PATRICIA ZORZAN; XICO SÁ
ENVIADOS ESPECIAIS AO ACRE

O Ministério das Comunicações concedeu um canal de TV a um motorista de táxi que é sustentado pelo salário de manicure da mulher e se desloca até a sede da emissora de bicicleta. Pais de dois filhos, Valcy de Souza Campos e Nilza Maria Freitas sobrevivem e custeiam a TV Quinari com cerca de R$ 40 semanais. Mesmo assim afirma que é o único proprietário do canal 40 de Senador Guiomard (a 24 km de Rio Branco.
"A TV é só minha. Até pedi a ajuda de alguns políticos para poder instalá-la, mas, como em troca eles exigiam parceria no negócio, fiz tudo sozinho", disse Campos.
O taxista admite, entretanto, ter pedido ajuda ao deputado envolvido no escândalo. "Ele não pode estar fazendo isso comigo porque ficou com raiva por não ter virado meu sócio.
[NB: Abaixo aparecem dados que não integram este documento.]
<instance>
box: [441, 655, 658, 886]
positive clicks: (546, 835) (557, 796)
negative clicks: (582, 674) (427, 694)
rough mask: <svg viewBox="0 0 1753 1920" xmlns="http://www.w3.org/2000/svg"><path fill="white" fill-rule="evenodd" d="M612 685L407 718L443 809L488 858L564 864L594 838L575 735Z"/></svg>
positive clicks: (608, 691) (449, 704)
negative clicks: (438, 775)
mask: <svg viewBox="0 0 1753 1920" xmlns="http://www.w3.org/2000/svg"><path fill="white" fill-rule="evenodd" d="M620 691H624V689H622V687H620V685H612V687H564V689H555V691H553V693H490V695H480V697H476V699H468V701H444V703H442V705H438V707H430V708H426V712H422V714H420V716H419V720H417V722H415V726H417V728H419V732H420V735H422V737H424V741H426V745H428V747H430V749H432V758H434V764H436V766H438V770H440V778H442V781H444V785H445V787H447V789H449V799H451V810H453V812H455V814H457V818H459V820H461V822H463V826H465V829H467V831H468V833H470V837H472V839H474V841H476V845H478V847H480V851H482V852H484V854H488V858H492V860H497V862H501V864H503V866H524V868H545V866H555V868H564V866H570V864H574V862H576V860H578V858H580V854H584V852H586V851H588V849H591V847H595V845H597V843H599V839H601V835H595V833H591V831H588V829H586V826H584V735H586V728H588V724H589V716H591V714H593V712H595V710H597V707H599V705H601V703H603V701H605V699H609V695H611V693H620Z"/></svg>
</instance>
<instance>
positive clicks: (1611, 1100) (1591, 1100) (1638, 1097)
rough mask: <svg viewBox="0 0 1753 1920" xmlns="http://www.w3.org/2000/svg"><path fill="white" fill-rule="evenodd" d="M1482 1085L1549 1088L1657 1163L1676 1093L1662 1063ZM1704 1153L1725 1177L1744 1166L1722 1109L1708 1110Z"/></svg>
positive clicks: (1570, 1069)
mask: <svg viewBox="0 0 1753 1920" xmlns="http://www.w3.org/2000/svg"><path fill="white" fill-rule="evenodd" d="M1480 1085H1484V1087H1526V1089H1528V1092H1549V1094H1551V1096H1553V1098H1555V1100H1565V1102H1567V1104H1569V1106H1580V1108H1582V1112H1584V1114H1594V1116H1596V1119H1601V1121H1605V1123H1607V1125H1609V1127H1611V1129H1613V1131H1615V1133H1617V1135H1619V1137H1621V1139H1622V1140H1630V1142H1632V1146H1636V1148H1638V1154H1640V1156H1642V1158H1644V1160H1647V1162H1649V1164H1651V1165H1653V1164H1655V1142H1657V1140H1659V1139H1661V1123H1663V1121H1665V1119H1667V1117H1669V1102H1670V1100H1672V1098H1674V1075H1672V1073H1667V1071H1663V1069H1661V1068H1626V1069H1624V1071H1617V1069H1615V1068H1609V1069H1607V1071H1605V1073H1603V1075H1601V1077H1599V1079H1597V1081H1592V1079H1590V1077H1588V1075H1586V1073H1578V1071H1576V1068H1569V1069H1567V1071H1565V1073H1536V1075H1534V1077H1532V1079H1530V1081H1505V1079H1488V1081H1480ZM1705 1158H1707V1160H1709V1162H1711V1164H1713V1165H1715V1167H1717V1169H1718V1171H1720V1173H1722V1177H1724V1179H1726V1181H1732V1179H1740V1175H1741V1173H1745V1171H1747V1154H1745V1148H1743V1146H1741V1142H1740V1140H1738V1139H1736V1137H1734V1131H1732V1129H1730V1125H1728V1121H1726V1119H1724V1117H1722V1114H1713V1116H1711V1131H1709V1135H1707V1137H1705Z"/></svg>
Eu nunca dizia logo de cara que não queria. Dizia que queria pensar no assunto."
Apesar de ter feito o pedido, Campos afirma que não conseguiu receber qualquer ajuda no pedido de concessão e na instalação da TV Quinari.
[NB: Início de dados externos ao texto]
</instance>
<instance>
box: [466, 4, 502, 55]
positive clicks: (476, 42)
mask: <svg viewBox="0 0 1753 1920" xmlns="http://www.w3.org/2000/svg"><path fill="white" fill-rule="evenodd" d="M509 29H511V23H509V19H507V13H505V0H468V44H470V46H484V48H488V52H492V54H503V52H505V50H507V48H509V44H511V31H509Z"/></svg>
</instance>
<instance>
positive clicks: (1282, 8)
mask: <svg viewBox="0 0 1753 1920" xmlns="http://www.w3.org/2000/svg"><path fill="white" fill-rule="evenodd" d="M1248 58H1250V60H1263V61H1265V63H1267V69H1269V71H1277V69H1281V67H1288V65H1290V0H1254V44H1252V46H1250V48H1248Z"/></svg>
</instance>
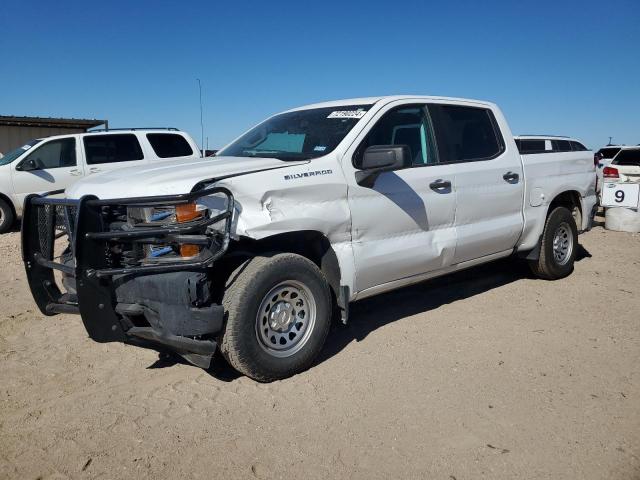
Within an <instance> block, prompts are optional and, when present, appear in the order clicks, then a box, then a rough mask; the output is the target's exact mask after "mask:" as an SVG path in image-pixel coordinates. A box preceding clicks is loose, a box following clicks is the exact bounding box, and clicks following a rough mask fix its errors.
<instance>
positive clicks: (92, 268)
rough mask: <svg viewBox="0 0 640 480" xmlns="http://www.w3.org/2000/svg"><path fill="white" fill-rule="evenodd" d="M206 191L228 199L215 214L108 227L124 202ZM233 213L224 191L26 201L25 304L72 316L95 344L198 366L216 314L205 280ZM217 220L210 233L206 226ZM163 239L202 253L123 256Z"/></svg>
mask: <svg viewBox="0 0 640 480" xmlns="http://www.w3.org/2000/svg"><path fill="white" fill-rule="evenodd" d="M52 193H59V192H52ZM214 194H223V195H225V196H226V197H227V201H226V207H227V208H226V210H224V211H223V212H222V213H220V214H218V215H216V216H215V217H206V218H204V219H199V220H195V221H192V222H188V223H184V224H167V225H162V226H155V227H149V226H140V227H139V226H134V227H127V228H122V224H123V222H122V221H117V220H118V219H120V220H121V218H120V217H122V212H123V211H124V212H126V209H127V207H129V206H135V207H141V206H144V207H147V206H158V205H162V206H166V205H179V204H184V203H189V202H192V201H194V200H195V199H197V198H199V197H202V196H205V195H214ZM234 208H235V204H234V199H233V195H232V194H231V192H230V191H229V190H227V189H225V188H221V187H214V188H208V189H205V190H200V191H198V192H193V193H190V194H185V195H173V196H162V197H142V198H129V199H116V200H99V199H97V198H95V197H83V198H81V199H80V200H72V199H60V198H51V196H48V195H44V196H39V195H31V196H29V197H27V199H26V200H25V204H24V211H23V221H22V256H23V261H24V264H25V269H26V273H27V279H28V282H29V287H30V289H31V292H32V295H33V297H34V300H35V301H36V303H37V305H38V308H39V309H40V311H41V312H42V313H43V314H45V315H55V314H57V313H78V314H80V316H81V317H82V322H83V324H84V326H85V328H86V330H87V333H88V334H89V336H90V337H91V338H92V339H93V340H95V341H96V342H101V343H104V342H124V343H128V344H133V345H138V346H142V347H147V348H154V349H157V350H171V351H174V352H176V353H178V354H180V355H182V356H184V357H185V358H186V359H187V360H189V361H191V362H192V363H194V364H196V365H198V366H202V367H205V368H206V367H208V366H209V363H210V360H211V357H212V355H213V353H214V352H215V349H216V343H215V336H216V334H217V333H219V331H220V330H221V328H222V324H223V314H224V312H223V308H222V307H221V306H220V305H217V304H215V302H214V298H213V295H212V294H211V292H210V282H209V277H210V275H211V269H212V268H211V267H212V265H213V264H214V263H215V262H216V261H217V260H218V259H219V258H220V257H222V255H224V253H225V252H226V250H227V248H228V246H229V238H230V230H231V225H232V221H233V212H234ZM118 215H119V216H118ZM114 219H115V220H116V221H114ZM221 222H224V228H223V229H222V230H218V231H216V232H215V235H214V234H212V233H211V231H209V230H207V229H208V227H209V226H211V225H214V224H219V223H221ZM114 225H115V226H116V227H115V228H114ZM66 240H68V243H67V242H66ZM165 243H168V244H178V245H180V244H193V243H197V244H199V245H201V246H202V249H201V252H200V254H198V255H197V256H196V257H194V258H192V259H188V260H176V261H162V262H155V263H153V262H151V263H150V262H146V263H143V262H139V261H131V260H130V259H127V255H126V252H131V251H134V250H135V249H140V248H142V247H143V246H144V245H149V244H152V245H158V244H165ZM114 252H116V254H114ZM117 252H125V254H121V253H117ZM114 257H117V258H114ZM56 271H57V272H59V273H58V274H54V272H56ZM56 277H57V278H56Z"/></svg>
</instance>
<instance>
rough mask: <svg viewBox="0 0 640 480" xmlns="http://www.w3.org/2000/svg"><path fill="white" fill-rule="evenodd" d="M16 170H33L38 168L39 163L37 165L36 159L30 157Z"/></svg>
mask: <svg viewBox="0 0 640 480" xmlns="http://www.w3.org/2000/svg"><path fill="white" fill-rule="evenodd" d="M16 170H19V171H21V172H31V171H33V170H38V165H36V161H35V160H34V159H33V158H28V159H26V160H25V161H24V162H22V163H21V164H20V165H18V166H17V167H16Z"/></svg>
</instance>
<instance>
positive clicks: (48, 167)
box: [22, 138, 76, 170]
mask: <svg viewBox="0 0 640 480" xmlns="http://www.w3.org/2000/svg"><path fill="white" fill-rule="evenodd" d="M27 160H33V162H34V163H35V165H36V167H37V168H39V169H41V170H46V169H49V168H64V167H75V165H76V139H75V138H61V139H60V140H52V141H50V142H47V143H45V144H43V145H42V146H40V147H37V148H35V149H34V151H33V152H32V153H31V154H29V155H28V156H27V157H25V159H24V160H23V161H22V163H24V162H25V161H27Z"/></svg>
"Vendi tudo o que eu tinha -telefone, um terreno, uma casa, meu carro- para colocar na TV. Foi duro, sobrevivi com dificuldade, mas eu queria um televisão independente", disse.
Desde que vendeu seu carro, o taxista -casado e pai de dois filhos- "sustenta" a família e custeia seu canal de TV com R$ 40 por semana, que vêm do salário de manicure da mulher.
"Tenho ainda algumas economias", afirma. Como os recursos são poucos, ele é obrigado a fazer empréstimos junto a amigos. "Devo muito dinheiro, mas vou pagar. Pedi para colegas meus, nunca para políticos." Pelos cálculos do taxista -que não quis revelar o valor de suas dívidas-, ele já gastou R$ 20 mil em seu projeto.
"Não gostamos muito de política, por isso não nos envolvemos nessas coisas. Até votamos nulo. Somos crentes e nosso candidato é Deus", declarou a mulher de Campos, Nilza.
Contrariando a versão do taxista e de sua mulher, Reinaldo Pereira da Silva -dono do restaurante onde Campos, Nilza e Santiago se conheceram- conta que os proprietários oficiais da TV Quinari trabalharam como cabos eleitorais de Santiago durante sua campanha para deputado federal.
"Eu apresentei os dois para o Ronivon. Eu mesmo trabalhava para ele, só que não quero mais. Quero ajudar gente séria."
Silva se considera um dos bons amigos de Campos. "A gente se dá muito bem. Ele me pede dinheiro emprestado, come fiado no meu restaurante e me paga só quando pode."
Ele afirma que já presenciou um pedido de ajuda de Campos ao deputado. "O Valcy pediu e ele (Santiago) disse que ajudaria assim que pudesse", afirmou.
"Se tivesse político envolvido no meio desse negócio, não teria nem conseguido nada. Quero um dia poder encontrar o ministro Sérgio Motta e poder apertar a mão dele, agradecer por ter me dado a TV."
Segundo Campos, isso prova que pessoas comuns como ele também podem ter um veículo de comunicação.
"Quero ampliar minha TV até Rio Branco e crescer muito. Se quisessem me dar R$ 1 milhão por ela, não aceitaria. É o futuro dos meus filhos. O que esses caras têm é inveja", diz ele, referindo-se à acusação de Santiago.
O taxista prometeu telefonar para o deputado e pedir explicações. "Nunca falei com o gabinete dele, mas vou descobrir o telefone."